The law now allows municipalities, with authorization from the Division of Local Services’ director of accounts, to reserve such one-time revenue in a special fund, thus keeping it out of the general fund and preventing it from eventually becoming free cash. The language clarifies how the receipts in special funds can be spent: if the receipt is for one specific purpose, such as opioid settlement funds, a municipal executive would be able to spend the funds without further appropriation; otherwise, qualifying revenue reserved in a special fund would be subject to appropriation. In both cases, the exception applies only to one-time, unanticipated receipts that are received by multiple communities.

• Section 197 allows cities and towns that have created a dedicated stabilization fund for statewide opioid settlement receipts to consolidate all monies previously received for this purpose into the special revenue fund, with clarifying language for how to proceed.

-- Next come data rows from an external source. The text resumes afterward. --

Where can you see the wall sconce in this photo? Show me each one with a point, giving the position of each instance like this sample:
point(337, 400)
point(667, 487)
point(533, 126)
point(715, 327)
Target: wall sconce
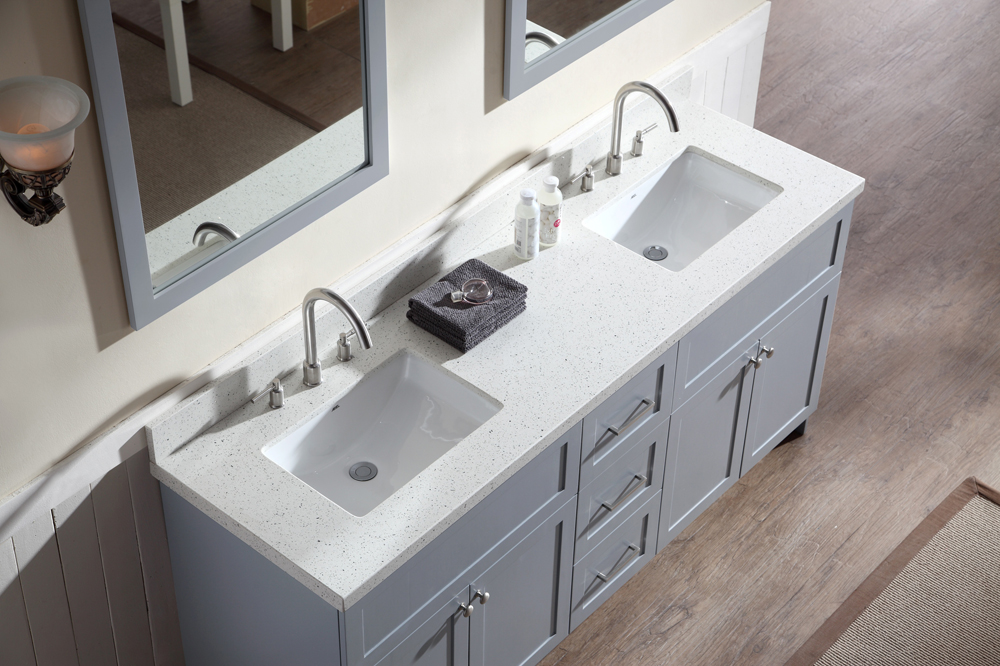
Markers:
point(38, 118)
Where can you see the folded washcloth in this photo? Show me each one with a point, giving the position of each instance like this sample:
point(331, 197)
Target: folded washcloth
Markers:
point(474, 338)
point(461, 320)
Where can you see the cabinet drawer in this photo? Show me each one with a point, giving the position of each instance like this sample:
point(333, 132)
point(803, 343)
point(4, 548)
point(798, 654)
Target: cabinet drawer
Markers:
point(635, 477)
point(627, 416)
point(710, 347)
point(616, 559)
point(383, 617)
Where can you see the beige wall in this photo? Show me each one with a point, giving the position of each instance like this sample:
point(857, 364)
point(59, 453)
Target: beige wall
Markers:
point(71, 367)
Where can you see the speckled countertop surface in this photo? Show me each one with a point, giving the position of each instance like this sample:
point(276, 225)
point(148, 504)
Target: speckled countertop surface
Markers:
point(597, 314)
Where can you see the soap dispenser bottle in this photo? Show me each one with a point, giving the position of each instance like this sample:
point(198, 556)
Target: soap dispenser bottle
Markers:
point(550, 205)
point(526, 218)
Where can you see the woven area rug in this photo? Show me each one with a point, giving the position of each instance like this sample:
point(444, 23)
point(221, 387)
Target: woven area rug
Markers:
point(935, 600)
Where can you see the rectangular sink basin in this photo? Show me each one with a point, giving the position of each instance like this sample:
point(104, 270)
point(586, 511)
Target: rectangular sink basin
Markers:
point(396, 421)
point(683, 209)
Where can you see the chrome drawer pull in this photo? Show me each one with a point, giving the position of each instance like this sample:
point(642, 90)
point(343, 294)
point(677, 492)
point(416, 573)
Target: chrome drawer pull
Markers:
point(623, 498)
point(633, 419)
point(634, 549)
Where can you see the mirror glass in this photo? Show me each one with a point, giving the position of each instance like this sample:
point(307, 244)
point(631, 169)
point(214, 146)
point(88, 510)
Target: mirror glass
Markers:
point(257, 117)
point(544, 36)
point(552, 22)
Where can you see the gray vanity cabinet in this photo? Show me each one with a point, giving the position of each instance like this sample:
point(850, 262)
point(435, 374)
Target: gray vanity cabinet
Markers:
point(514, 612)
point(786, 386)
point(705, 445)
point(733, 401)
point(527, 611)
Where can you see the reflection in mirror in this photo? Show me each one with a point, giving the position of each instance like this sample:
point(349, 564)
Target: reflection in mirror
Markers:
point(230, 132)
point(551, 22)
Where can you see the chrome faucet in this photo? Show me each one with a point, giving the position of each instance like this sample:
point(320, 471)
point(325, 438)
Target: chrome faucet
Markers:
point(312, 369)
point(614, 165)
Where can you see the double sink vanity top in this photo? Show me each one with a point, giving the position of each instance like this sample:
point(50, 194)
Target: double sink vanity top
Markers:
point(598, 312)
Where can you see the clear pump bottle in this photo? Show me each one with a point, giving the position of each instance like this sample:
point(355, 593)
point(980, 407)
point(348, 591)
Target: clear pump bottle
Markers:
point(550, 206)
point(526, 220)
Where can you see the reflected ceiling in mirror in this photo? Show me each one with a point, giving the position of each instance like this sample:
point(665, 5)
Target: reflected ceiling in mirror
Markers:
point(255, 131)
point(543, 36)
point(552, 22)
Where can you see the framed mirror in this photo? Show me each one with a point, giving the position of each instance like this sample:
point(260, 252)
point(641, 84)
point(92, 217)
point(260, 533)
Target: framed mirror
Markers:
point(226, 130)
point(543, 36)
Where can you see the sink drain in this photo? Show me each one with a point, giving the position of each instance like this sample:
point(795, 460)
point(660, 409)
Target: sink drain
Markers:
point(363, 471)
point(655, 252)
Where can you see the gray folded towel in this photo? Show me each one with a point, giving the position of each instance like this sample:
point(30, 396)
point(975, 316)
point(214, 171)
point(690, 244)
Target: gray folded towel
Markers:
point(461, 320)
point(475, 337)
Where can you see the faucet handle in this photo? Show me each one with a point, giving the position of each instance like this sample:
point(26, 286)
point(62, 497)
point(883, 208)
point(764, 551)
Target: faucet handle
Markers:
point(275, 390)
point(637, 141)
point(344, 348)
point(588, 179)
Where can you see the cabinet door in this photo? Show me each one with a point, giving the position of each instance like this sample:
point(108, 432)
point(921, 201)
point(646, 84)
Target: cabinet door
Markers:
point(443, 640)
point(786, 387)
point(527, 611)
point(705, 446)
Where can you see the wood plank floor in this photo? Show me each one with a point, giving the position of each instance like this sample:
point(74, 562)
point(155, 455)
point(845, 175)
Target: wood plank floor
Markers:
point(907, 95)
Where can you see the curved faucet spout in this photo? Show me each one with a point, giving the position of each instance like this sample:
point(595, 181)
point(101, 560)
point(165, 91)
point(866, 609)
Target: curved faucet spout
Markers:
point(614, 165)
point(312, 369)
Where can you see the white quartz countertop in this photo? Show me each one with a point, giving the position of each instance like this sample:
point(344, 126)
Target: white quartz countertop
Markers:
point(597, 314)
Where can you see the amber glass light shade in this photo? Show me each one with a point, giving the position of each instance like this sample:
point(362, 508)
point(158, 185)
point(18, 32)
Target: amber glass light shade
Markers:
point(38, 119)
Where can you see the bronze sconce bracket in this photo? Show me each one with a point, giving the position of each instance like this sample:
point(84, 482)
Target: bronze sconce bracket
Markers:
point(45, 203)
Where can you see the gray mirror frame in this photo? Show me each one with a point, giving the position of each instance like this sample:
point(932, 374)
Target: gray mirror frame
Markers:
point(145, 306)
point(517, 78)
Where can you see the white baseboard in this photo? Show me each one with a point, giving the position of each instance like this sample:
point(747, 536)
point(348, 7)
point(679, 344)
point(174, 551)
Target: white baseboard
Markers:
point(725, 70)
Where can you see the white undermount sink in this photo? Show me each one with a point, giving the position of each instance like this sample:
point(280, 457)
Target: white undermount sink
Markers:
point(396, 421)
point(680, 211)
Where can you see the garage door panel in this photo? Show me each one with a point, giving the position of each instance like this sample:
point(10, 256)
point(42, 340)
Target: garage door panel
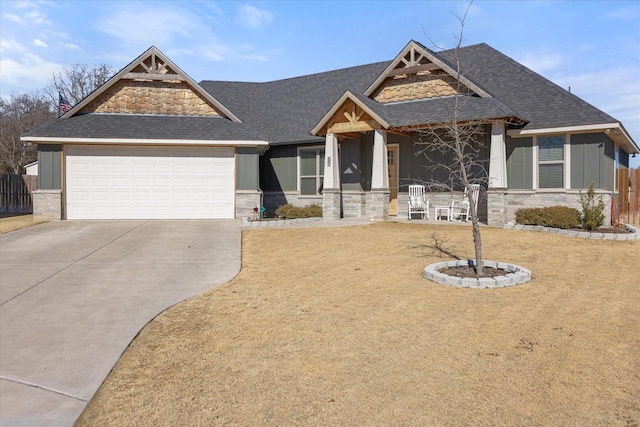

• Section 10 establishes a new Section 53k under Chapter 44, Section 53 to allow municipalities to create a special revenue fund (rather than using the general revenue fund) for funds coming to the municipality for a specific purpose. Municipalities often enter into host or mitigation agreements with developers or other entities to address the impacts of new development, and receive payments to mitigate these impacts. Section 10 allows communities to separately account for these payments and spend them for the dedicated purpose without further appropriation.

• Section 205 allows a city or town to amortize over fiscal 2025 through 2027 the amount of its fiscal 2024 major disaster-related deficit.

The Department of Revenue’s Division of Local Services has issued further clarifications about these changes in two municipal bulletins: BUL-2023-7 and BUL-2023-8.